En este post hablo sobre mis conclusiones al respecto, y perfilo un modelo completo de registro de usuarios que, a mi parecer, se acerca lo más posible a un sistema de esta clase seguro, lógico, y a prueba de muchos de los problemas que tanto hemos sufrido como desarrolladores, y como usuarios.
El email como identificador de usuario
En todo este tiempo nos hemos dado cuenta, por ejemplo, de que casi siempre es mejor identificar al usuario por su email en lugar de utilizar un nick o seudónimo. ¿Porqué?
- Usar el email del usuario como su identificador, junto con su contraseña, nos permite obtener directamente un método de contacto con él.
- Un email como identificador nos permite enviar un mensaje al usuario para confirmar su registro, y obligará al usuario a utilizar un email válido, garantizando así nuestra vía de comunicación.

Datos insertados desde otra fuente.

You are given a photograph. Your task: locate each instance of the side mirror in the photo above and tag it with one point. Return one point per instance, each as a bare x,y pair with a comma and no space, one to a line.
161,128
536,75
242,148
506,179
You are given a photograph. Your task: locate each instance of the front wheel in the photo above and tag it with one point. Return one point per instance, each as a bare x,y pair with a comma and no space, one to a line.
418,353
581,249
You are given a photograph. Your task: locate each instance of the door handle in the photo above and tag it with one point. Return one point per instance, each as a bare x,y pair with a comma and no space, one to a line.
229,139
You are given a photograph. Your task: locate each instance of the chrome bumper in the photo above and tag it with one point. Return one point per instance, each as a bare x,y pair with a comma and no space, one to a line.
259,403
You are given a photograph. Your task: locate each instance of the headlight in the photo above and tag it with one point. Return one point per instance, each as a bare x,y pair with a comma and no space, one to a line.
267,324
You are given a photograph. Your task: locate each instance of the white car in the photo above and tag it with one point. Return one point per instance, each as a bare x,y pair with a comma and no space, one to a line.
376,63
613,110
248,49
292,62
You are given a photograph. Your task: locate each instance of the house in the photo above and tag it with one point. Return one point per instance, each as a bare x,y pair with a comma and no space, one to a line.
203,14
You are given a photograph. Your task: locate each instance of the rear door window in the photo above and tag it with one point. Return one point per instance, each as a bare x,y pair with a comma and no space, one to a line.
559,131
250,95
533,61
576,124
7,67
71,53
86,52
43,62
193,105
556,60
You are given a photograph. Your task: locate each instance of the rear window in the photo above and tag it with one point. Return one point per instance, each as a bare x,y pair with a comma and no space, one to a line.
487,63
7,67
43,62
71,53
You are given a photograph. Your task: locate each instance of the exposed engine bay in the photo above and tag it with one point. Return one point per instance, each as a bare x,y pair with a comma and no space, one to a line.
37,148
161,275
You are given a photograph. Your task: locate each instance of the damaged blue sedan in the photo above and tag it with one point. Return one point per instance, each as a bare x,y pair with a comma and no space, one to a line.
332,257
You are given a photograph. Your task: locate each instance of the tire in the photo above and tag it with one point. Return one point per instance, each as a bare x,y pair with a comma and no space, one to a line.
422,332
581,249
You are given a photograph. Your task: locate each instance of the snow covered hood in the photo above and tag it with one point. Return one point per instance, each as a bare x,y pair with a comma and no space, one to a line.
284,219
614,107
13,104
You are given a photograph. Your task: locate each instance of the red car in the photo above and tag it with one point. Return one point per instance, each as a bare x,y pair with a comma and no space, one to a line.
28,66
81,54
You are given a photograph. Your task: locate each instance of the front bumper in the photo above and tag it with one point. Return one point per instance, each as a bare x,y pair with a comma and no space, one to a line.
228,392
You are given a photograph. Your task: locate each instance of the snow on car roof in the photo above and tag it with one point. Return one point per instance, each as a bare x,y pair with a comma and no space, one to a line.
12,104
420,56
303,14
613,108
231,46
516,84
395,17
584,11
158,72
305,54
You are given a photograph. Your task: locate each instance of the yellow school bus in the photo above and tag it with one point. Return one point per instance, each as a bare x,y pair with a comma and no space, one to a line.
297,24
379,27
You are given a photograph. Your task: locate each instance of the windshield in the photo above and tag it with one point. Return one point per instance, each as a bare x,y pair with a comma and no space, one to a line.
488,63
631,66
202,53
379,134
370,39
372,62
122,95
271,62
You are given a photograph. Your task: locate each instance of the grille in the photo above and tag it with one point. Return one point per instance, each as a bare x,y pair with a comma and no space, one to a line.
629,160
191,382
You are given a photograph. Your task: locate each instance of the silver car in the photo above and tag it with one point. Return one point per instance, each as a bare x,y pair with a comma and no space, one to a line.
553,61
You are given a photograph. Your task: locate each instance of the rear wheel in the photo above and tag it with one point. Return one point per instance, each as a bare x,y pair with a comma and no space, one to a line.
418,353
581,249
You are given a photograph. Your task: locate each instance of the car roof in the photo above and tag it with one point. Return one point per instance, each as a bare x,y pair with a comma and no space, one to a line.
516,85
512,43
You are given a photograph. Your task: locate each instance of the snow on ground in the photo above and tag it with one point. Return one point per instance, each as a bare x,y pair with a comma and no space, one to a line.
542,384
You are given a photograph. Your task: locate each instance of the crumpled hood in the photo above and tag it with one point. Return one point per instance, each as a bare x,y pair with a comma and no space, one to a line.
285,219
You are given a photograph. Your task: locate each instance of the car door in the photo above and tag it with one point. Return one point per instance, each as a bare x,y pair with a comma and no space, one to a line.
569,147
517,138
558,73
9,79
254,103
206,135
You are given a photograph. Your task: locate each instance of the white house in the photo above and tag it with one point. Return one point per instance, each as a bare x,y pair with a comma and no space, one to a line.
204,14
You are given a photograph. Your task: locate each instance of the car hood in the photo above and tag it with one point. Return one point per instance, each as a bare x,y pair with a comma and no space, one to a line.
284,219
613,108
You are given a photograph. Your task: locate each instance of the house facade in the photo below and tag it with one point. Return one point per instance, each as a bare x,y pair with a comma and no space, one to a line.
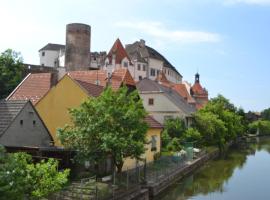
163,102
21,126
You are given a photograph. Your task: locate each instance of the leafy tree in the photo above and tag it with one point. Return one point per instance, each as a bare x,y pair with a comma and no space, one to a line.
192,135
20,178
266,114
174,127
111,124
212,129
263,126
11,68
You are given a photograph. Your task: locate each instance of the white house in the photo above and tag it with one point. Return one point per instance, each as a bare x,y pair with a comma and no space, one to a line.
163,102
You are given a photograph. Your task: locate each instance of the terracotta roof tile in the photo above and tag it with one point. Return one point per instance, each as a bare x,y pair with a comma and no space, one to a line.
152,123
182,90
118,77
32,88
119,51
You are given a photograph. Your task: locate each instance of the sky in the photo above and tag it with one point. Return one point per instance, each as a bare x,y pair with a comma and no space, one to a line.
226,41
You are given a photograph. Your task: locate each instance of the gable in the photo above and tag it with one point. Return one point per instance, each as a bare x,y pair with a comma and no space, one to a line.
27,129
53,108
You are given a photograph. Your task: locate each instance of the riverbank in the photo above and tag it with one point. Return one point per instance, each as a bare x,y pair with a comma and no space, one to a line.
242,174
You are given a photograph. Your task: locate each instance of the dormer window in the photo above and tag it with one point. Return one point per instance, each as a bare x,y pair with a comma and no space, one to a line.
125,64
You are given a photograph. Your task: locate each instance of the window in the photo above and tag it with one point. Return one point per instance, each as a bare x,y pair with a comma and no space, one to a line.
139,67
153,143
153,72
150,101
144,67
166,117
125,64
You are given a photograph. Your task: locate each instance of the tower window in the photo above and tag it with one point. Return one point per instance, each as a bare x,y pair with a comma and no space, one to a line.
153,72
144,68
150,101
139,67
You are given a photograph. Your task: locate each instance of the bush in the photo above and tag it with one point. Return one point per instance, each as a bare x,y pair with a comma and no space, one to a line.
192,135
262,125
20,178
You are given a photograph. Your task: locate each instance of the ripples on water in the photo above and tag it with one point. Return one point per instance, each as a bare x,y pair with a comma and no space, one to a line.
243,174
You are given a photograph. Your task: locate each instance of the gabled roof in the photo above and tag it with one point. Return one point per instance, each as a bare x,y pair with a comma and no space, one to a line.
146,51
33,87
198,90
99,77
152,123
8,112
149,86
182,90
53,47
119,51
161,78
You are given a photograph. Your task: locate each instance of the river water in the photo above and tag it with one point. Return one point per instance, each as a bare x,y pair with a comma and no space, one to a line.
244,174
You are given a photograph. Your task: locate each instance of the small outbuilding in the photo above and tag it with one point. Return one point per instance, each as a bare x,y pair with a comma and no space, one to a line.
21,126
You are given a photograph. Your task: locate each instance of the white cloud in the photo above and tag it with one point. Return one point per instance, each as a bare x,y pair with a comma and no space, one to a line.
159,31
251,2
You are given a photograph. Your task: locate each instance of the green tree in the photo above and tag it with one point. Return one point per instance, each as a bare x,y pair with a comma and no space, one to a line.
11,68
211,128
111,124
266,114
192,135
174,127
20,178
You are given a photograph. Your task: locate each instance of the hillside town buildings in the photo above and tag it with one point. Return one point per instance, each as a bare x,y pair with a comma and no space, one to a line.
69,74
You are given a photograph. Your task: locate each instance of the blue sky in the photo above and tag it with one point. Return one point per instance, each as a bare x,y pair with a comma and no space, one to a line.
226,41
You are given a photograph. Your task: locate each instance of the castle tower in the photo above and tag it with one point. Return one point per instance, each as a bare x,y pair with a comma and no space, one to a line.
77,53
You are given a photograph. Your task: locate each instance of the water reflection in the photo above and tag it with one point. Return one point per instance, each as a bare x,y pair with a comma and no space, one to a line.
218,176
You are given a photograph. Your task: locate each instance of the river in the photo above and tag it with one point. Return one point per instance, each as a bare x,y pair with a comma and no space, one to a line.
243,174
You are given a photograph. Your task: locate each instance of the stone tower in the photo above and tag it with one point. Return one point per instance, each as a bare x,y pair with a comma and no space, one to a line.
77,54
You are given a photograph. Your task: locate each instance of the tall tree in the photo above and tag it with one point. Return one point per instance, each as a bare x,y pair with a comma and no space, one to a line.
111,124
20,178
266,114
11,68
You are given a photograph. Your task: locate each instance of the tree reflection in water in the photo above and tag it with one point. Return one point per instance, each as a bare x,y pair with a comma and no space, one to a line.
213,176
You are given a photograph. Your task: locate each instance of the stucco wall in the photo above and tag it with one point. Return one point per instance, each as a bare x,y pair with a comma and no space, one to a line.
149,155
49,58
162,107
28,132
53,108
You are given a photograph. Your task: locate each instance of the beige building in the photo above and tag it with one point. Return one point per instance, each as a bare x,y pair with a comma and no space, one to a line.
164,102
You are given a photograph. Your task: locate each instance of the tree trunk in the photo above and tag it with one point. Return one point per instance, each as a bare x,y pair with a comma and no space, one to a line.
119,166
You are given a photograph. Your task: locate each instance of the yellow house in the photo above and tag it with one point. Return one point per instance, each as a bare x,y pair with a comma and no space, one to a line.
54,101
153,137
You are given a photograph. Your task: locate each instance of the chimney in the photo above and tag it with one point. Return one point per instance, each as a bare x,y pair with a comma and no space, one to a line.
142,43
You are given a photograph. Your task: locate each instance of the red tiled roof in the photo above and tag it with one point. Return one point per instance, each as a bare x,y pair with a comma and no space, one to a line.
92,89
197,89
32,88
118,77
119,51
161,78
182,90
152,123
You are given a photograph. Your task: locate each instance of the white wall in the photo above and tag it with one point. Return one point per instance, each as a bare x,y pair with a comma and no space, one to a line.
156,65
162,106
49,58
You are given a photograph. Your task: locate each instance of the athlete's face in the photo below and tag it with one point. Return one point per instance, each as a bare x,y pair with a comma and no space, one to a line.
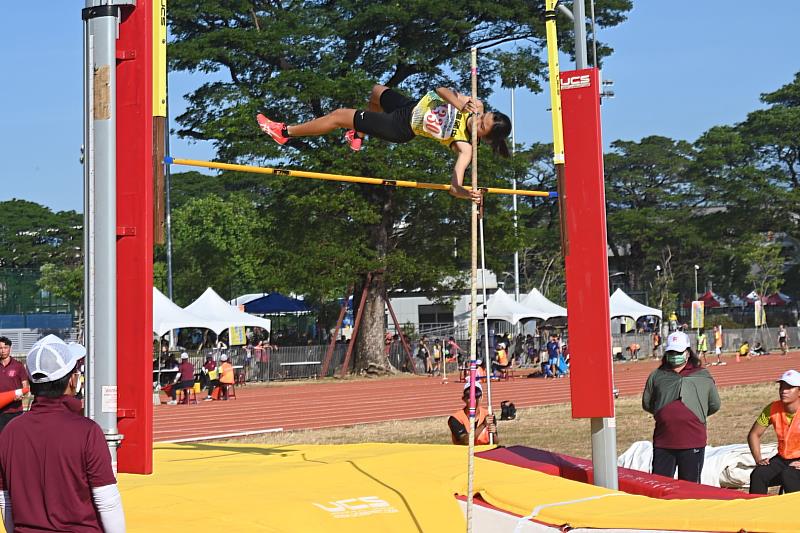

- Las direcciones de email son únicas, no debería haber problemas de duplicidad: Cuando un usuario intenta registrarse con un email ya existente, tan sólo puede ser por dos motivos:
- El usuario se registró con anterioridad y no lo recuerda, o olvidó su contraseña y decide registrarse de nuevo en lugar de utilizar un sistema de recuperación de contraseña.
- Alguien está intentando suplantar al usuario.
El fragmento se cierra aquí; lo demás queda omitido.